Elektroservice napisał(a):Ciekawe czy pozycja pracy tego wyłącznika nie miała wpływu na to co się z nim działo
Pozycja pracy wyłącznika nie ma znaczenia. W katalogu Legrand nie znalazłem żadnej informacji na temat pozycji pracy. Z kolei w karcie katalogowej ETI podano, że pozycja pracy jest
dowolna.
To, że w wyłączniku "pociągnęło łuk" wynika z prostej przyczyny - nie jest przystosowany do przerywania prądu w obwodach prądu stałego. Wszystkie parametry jakie podaje producent odnoszą się do prądu przemiennego. Przy prądzie przemiennym przebieg prądu przechodzi przez zero, co stwarza dogodne warunki zgaszenia łuku przerywanego prądu. Przy prądzie stałym o wiele trudniej jest zgasić łuk prądu następczego, ponieważ tutaj takiego przejścia przez zero nie mamy, za to bardzo często prąd wyłączający może zawierać znaczną składową stałą.

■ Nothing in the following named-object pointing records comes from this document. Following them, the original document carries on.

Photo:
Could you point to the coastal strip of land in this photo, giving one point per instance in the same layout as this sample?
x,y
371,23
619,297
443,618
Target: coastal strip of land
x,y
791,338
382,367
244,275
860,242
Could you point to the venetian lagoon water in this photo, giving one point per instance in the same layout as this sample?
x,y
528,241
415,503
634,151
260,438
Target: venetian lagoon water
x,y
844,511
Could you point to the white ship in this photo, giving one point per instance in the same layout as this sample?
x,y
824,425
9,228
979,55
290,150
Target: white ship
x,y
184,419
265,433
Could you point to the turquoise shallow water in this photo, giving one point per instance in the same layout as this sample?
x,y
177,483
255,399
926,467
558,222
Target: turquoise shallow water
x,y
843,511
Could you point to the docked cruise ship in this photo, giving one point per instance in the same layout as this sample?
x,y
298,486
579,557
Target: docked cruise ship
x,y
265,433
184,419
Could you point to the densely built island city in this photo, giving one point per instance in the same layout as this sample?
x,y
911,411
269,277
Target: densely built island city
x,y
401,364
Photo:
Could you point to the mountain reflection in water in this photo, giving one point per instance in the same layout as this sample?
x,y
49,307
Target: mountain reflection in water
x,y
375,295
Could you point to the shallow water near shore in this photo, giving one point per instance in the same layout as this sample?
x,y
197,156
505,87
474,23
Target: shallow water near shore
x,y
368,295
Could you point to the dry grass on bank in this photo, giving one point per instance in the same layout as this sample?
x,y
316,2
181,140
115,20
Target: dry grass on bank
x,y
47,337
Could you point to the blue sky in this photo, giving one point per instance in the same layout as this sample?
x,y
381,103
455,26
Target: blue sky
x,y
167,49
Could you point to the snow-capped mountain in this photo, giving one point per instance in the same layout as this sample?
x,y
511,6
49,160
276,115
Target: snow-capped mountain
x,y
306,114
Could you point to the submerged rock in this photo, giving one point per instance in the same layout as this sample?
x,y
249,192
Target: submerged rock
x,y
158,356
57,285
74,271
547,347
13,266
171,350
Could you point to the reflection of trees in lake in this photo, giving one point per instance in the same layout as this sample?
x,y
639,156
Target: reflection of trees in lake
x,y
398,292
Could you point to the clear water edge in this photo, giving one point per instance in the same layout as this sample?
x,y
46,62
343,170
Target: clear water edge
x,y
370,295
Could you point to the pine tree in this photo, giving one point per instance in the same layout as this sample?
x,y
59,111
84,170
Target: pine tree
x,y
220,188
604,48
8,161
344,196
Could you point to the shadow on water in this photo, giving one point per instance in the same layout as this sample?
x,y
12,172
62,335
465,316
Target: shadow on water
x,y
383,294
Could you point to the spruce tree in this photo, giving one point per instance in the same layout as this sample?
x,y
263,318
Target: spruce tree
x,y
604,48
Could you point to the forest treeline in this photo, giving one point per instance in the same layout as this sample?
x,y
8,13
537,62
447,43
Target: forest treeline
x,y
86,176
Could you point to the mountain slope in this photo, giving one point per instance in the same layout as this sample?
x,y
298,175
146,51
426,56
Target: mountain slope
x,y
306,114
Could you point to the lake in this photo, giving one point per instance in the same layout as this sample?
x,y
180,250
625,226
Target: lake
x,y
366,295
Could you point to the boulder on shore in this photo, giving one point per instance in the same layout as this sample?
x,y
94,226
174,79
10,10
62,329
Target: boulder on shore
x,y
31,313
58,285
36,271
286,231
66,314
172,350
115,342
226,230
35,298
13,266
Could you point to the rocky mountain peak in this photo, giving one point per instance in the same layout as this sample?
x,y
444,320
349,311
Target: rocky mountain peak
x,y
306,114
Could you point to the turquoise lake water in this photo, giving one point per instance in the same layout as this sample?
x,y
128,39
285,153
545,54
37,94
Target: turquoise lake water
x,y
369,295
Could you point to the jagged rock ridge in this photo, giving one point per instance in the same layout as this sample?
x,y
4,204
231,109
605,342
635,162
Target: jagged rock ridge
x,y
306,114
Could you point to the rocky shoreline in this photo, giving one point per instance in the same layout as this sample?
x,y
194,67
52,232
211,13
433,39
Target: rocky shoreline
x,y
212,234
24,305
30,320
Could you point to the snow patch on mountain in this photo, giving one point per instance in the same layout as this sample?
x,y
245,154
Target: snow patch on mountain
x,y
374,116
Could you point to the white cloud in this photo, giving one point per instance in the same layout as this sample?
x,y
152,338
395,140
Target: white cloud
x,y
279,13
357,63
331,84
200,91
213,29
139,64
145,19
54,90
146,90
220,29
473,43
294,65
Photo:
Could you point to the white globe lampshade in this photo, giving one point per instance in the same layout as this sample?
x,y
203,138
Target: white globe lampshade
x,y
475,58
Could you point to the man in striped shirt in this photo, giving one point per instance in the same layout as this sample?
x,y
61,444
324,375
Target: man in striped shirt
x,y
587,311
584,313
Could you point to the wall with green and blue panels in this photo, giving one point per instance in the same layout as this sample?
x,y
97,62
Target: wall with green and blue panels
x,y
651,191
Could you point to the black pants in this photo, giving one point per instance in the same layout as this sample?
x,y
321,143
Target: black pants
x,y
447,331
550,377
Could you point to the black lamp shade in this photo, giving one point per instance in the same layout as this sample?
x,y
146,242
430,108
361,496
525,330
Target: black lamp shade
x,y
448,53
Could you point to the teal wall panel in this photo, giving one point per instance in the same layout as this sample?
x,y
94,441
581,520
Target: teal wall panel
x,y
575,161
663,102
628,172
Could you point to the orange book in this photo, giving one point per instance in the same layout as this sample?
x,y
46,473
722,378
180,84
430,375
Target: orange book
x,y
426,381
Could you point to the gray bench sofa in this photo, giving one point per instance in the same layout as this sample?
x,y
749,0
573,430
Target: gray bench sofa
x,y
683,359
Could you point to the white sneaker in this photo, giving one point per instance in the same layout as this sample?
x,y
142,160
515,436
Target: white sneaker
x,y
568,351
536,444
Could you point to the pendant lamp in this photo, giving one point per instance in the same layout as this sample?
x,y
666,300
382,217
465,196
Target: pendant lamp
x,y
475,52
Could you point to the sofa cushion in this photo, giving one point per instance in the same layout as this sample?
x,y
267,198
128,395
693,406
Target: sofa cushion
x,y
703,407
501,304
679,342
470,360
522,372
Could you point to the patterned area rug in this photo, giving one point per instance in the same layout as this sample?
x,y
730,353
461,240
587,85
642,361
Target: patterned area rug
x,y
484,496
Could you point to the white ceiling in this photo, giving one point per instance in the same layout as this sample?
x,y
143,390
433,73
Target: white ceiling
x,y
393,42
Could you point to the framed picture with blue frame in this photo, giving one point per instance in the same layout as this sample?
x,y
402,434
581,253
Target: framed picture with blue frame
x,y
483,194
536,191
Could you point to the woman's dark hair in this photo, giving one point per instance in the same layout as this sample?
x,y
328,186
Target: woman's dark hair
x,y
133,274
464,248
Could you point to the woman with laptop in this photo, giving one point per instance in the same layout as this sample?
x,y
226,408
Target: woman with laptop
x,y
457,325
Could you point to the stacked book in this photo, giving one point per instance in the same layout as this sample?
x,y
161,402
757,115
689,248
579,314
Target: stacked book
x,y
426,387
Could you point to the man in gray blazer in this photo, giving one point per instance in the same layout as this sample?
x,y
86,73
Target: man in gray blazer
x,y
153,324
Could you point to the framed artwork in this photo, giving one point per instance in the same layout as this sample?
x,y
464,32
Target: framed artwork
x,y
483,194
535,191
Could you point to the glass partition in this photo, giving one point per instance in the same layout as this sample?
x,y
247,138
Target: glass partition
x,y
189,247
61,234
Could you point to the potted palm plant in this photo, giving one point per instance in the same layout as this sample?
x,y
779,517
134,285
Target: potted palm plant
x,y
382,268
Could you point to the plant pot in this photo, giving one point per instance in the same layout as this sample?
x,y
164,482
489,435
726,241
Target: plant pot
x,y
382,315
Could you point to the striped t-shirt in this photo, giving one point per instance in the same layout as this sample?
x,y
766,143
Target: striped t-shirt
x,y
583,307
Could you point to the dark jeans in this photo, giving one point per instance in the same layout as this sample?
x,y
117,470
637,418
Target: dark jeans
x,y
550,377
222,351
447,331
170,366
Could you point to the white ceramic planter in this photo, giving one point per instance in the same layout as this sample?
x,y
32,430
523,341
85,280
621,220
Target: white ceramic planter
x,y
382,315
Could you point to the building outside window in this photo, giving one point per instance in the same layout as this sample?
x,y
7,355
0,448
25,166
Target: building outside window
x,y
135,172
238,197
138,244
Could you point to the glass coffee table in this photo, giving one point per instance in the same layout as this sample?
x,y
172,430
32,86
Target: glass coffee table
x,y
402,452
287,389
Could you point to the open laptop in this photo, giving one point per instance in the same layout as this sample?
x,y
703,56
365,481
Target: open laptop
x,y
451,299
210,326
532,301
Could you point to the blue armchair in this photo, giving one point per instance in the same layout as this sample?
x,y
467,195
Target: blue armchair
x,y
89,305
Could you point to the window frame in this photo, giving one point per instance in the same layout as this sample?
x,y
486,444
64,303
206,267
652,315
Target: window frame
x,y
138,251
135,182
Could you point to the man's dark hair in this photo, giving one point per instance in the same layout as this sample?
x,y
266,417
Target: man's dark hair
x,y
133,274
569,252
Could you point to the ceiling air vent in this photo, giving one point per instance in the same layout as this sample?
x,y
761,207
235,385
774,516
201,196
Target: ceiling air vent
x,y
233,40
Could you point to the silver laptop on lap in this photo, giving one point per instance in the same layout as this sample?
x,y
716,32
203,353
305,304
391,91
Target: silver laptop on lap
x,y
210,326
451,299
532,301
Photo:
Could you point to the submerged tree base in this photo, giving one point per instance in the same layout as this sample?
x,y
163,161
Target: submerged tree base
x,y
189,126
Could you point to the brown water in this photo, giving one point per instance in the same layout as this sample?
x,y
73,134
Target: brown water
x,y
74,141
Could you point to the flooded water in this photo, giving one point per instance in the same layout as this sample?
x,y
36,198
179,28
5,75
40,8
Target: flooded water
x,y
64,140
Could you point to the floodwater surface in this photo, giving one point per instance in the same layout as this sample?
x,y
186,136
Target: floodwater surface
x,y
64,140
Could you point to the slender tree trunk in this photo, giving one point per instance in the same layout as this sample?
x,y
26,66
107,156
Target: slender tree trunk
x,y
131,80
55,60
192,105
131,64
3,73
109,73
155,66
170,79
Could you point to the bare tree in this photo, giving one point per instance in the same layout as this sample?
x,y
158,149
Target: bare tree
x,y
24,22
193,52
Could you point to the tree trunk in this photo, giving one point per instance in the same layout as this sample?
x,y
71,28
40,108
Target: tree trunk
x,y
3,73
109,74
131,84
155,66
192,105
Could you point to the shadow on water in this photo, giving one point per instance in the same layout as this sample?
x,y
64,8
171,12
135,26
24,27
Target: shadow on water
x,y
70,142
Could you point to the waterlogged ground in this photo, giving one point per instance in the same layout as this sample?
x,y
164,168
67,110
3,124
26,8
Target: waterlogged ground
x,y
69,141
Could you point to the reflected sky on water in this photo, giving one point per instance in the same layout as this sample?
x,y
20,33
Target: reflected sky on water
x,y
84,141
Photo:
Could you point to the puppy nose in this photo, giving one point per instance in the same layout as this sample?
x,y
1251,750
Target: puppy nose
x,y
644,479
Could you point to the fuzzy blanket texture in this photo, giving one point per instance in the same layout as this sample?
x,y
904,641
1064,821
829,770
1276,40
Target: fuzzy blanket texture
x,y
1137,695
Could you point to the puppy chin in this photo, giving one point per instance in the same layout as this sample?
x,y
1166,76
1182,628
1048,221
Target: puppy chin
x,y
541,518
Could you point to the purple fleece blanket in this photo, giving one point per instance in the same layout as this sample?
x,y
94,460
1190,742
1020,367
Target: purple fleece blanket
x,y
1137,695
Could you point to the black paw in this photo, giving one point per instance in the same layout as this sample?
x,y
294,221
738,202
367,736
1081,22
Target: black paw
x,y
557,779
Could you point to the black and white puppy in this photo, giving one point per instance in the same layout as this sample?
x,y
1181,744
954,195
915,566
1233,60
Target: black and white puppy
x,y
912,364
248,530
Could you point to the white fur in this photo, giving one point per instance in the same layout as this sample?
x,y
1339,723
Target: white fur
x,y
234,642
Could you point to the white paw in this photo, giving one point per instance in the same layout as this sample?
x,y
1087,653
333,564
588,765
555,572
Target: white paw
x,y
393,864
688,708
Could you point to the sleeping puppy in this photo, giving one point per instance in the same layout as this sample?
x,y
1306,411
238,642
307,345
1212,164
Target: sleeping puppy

Co ciekawe w katalogu Legrand znalazłem skróconą informację na temat możliwości stosowania typowych wyłączników instalacyjnych w obwodach prądu stałego. I tak:
- pojedynczy wyłącznik można stosować do napięcia 24 V.
- dla napięć do 48 V zaleca się podwójny wyłącznik zespolony z torami połączonymi szeregowo;
- do 110 V - potrójny wyłącznik - tory połączone szeregowo;
- do 220 V - potrójny (zaleca się poczwórny) wyłącznik - tory oczywiście połączone szeregowo.
Takie szeregowe połączenie kilku torów przerywanych jednocześnie ma zapewne ze zadanie znacznie wydłużyć łuk prądu następczego, co skutecznie przyspiesza jego zgaśnięcie.